Archive for the ‘Arborio rice’ Tag

Parm, Basil, and Prosciutto Risotto


Risotto. I’ve always been too scared to make it, but it’s always looked ridiculously amazing and delicious. Under the watchful eye of my grandmother (who used to own her own catering business) I tackled We Are Not Martha’s Bacon, Basil & Tomato Risotto  for Easter dinner this year. Though it was exceptionally labor intensive, it was really, really easy. It just involves alot of stirring.

As awesome as the Bacon, Basil, & Tomato risotto was,  I wanted to use a different flavor profile and found that particular recipe semi-difficult to adapt to my needs. Luckily, I own pretty much every cookbook Giada De Laurantiis has ever written. Her first cookbook,  Everyday Italian, has a really simple and basic risotto recipe that perfect for creating your own flavor combinations. I choose prosciutto and basil…can you really go wrong with that?

The one thing to remember is you have to stir constantly, so do as much prep work and measuring as possible before you even start cooking. Keep everything within reach of where you will be cooking so your not running around looking for ingredients.

Risotto with Parmesan Cheese, Basil, and Prosciutto

Basic Risotto (adapted from Everyday Italian by Giada De Laurentiis)

  • 4 cups reduced-sodium chicken broth
  • 2 tablespoons butter (the original calls for 3, but I used 2)
  • 3/4 cup finely chopped onion
  • 1 1/2 cups Arborio rice
  • 1/2 cup dry white wine
  • 1/2 cup grated (I used shredded) Parmesan cheese
  • 1/2 teaspoon salt
  • 1/4 teaspoon freshly ground black pepper

Additional Ingredients:

  • 1/4 cup shredded Parmesan cheese
  • bunch of fresh basil, chopped
  • 1/4 lb thinly sliced, deli-cut Prosciutto di Parma

Using a medium sauce pan, heat all 4 cups of broth over high heat. When broth begins to boil, reduce heat and keep at a simmer.

Melt 2 tablespoons of butter over medium heat in a heavy, deep frying/sauce pan (the higher edges make it easier to add the broth and stir without having to worry about spilling and making a mess). When butter is melted, add the onions to the pan and saute for about 3 minutes. Do not brown the onion; they should be translucent. Add the rice to the pan and stir to coat with butter.

Pour in white wine and simmer until all the liquid has evaporated. This should take about 3 minutes and will make your kitchen smell like a wino for a few minutes, but it’s totally worth it!

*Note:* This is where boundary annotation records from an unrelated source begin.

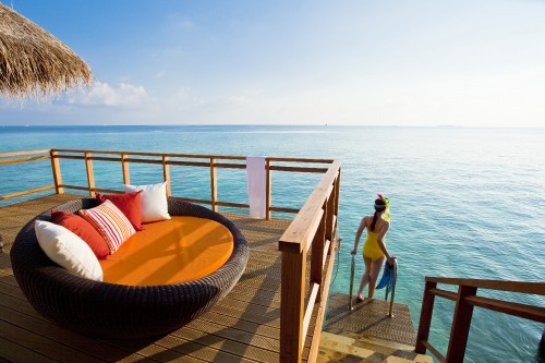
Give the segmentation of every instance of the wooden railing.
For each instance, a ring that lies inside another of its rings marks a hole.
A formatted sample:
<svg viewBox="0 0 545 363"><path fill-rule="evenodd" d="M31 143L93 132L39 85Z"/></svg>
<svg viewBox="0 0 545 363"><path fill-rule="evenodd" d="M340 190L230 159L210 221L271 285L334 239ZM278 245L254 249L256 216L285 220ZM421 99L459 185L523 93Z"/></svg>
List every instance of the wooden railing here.
<svg viewBox="0 0 545 363"><path fill-rule="evenodd" d="M340 161L331 164L279 242L282 253L281 362L301 362L313 313L316 314L316 325L310 344L308 361L314 362L317 356L334 266L331 257L336 243L340 166ZM306 262L311 247L307 281Z"/></svg>
<svg viewBox="0 0 545 363"><path fill-rule="evenodd" d="M38 156L35 156L39 154ZM14 156L26 156L13 158ZM29 156L33 155L33 156ZM58 194L64 193L64 190L86 191L89 195L99 193L119 193L122 191L111 190L105 187L97 187L95 183L95 172L93 161L107 161L119 162L122 171L122 182L124 184L131 183L130 165L158 165L162 168L162 178L167 182L167 194L171 195L171 172L172 166L185 166L208 168L210 176L210 198L190 198L179 196L184 201L209 205L213 210L218 210L219 206L234 207L234 208L250 208L247 204L235 203L232 201L218 199L218 178L217 170L223 169L245 169L244 156L219 156L219 155L189 155L189 154L165 154L165 153L136 153L136 152L111 152L111 150L80 150L80 149L44 149L33 152L17 152L0 154L0 166L2 164L26 162L33 160L51 159L51 168L53 176L53 185L47 185L38 189L27 190L7 195L0 195L0 201L14 198L32 193L44 192L48 190L56 190ZM86 185L74 185L63 183L60 160L82 160L86 169ZM325 173L327 167L301 167L291 165L326 164L329 166L334 160L330 159L306 159L306 158L281 158L281 157L267 157L266 158L266 218L270 219L272 211L296 214L299 208L280 207L271 205L271 172L272 171L287 171L287 172L311 172L311 173ZM279 165L274 165L279 164ZM120 181L121 182L121 181Z"/></svg>
<svg viewBox="0 0 545 363"><path fill-rule="evenodd" d="M10 160L2 157L35 155ZM185 155L162 153L105 152L77 149L48 149L0 154L1 164L26 162L35 159L51 159L55 185L0 196L11 198L38 191L56 190L58 194L65 189L86 191L89 195L101 193L119 193L122 191L97 187L93 161L119 162L122 182L131 183L130 165L158 165L162 168L167 193L171 193L170 167L189 166L209 168L210 199L181 197L187 202L210 205L213 210L218 206L249 208L247 204L218 199L217 169L245 169L243 156ZM86 170L86 185L66 184L63 182L61 160L82 160ZM272 164L280 165L272 165ZM326 164L327 167L300 167L291 164ZM296 214L293 221L279 241L282 254L281 267L281 307L280 307L280 361L300 362L314 314L314 334L310 343L308 361L315 361L318 352L322 323L324 320L327 294L334 267L335 244L337 242L337 216L339 210L340 166L338 160L304 158L266 158L266 218L272 211ZM271 171L324 173L311 196L301 209L293 207L275 207L271 205ZM178 196L178 195L177 195ZM312 250L311 250L312 247ZM310 252L311 251L311 252ZM310 274L306 266L310 253ZM308 279L307 279L308 275Z"/></svg>
<svg viewBox="0 0 545 363"><path fill-rule="evenodd" d="M427 349L440 362L463 362L474 306L534 322L545 323L545 307L476 295L477 289L545 295L544 282L497 281L440 277L426 277L425 281L415 352L424 354ZM437 283L458 286L458 293L437 289ZM437 351L437 349L428 341L435 297L445 298L456 302L455 316L452 318L450 340L446 356L439 353L439 351Z"/></svg>
<svg viewBox="0 0 545 363"><path fill-rule="evenodd" d="M0 153L0 166L7 166L11 164L23 164L32 162L38 160L50 159L50 149L40 150L26 150L26 152L13 152L13 153ZM31 190L19 191L15 193L9 193L0 195L0 201L11 199L20 196L25 196L29 194L47 192L55 189L55 185L39 186Z"/></svg>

Use a ladle to add the simmering broth to the rice pan. Add about 1 1/2 ladlefulls at at time. Stir rice as the broth simmers and cooks in. All each batch of broth to absorb into the rice before adding the next ladlefull. Continue adding until all broth is absorbed, about 20 minutes in total. The rice should be creamy but still have some firmness when you bit into it.

Turn off the heat and stir in the Parmesan cheese, salt, and pepper.

Remove from heat and mix in prosciutto, followed by basil. Serve immediately!

If you have leftovers (I’m not sure why you would, but hey to each their own), you can store them in the fridge for a few days. The risotto heats up pretty well, and you could always be adventurous  and try to make arancini  (fried rice balls).